Here’s what I did this morning; Make breakfasts, put on load of washing, puree pumpkin for baby’s lunch, empty bins, make beds, wipe kitchen benches, check milk, pick toys up off the floor, dress baby, write list for my sister who is a babysitting, get dressed, pack bag, get on train.
Here’s what the other adult in our house did: Woke up. Had Shower. Left for work.
Would a contract make any difference to this scenario? Probably not.
But that’s what a woman called Rebecca Onion has suggested. A baby pre-nup.
Yes, a baby pre-nup, a contract between expectant parents that divvies up the tasks of parenthood between mum and dad. A way to ensure your partner does equal housework, equal late nights, equal time spent on nappy duty.
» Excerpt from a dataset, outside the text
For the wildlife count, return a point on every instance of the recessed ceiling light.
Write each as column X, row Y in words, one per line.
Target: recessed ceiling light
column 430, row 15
Does that sound a little bit tempting to any mothers out there?
Onion doesn’t want to be like her friends who have children. It’s not their children she objects to – she’s 36 and ready to start a family. It’s the fighting and feelings of resentment over the ‘unwieldy burden of domestic life/planning’ that her friends tell her comes with baby.
Writing in Slate magazine yesterday, Onion said her girlfriends’ consistent complaints about the lack of domestic equality post-baby is scaring her off falling pregnant. She’s contemplating making her husband sign a baby ‘pre-nup’ stipulating how they’ll divide up the domestic tasks once baby arrives.
Babies are small but they come with a serious list of requirements that you can’t really grasp or prepare for until they arrive. Plus, these needs change frequently. Daily life with a newborn is vastly different to a 10 month old’s routine when it’s Weetbix and fruit for breakfast and no night feeds (sometimes). So how can you plan for that?
Also, what happens when one of you break the contract? And what’s the punishment? Does the winner or the loser get stuck with the baby duties?
I admire Onion’s lateral thinking but I don’t think a ‘baby nup’ will help her. Life changes dramatically post baby and the old ways of doing things just don’t serve you as well.
In my experience the early days with a baby were all about survival. Sleep deprivation makes even the simplest tasks seem difficult and the best laid plans bound to fail.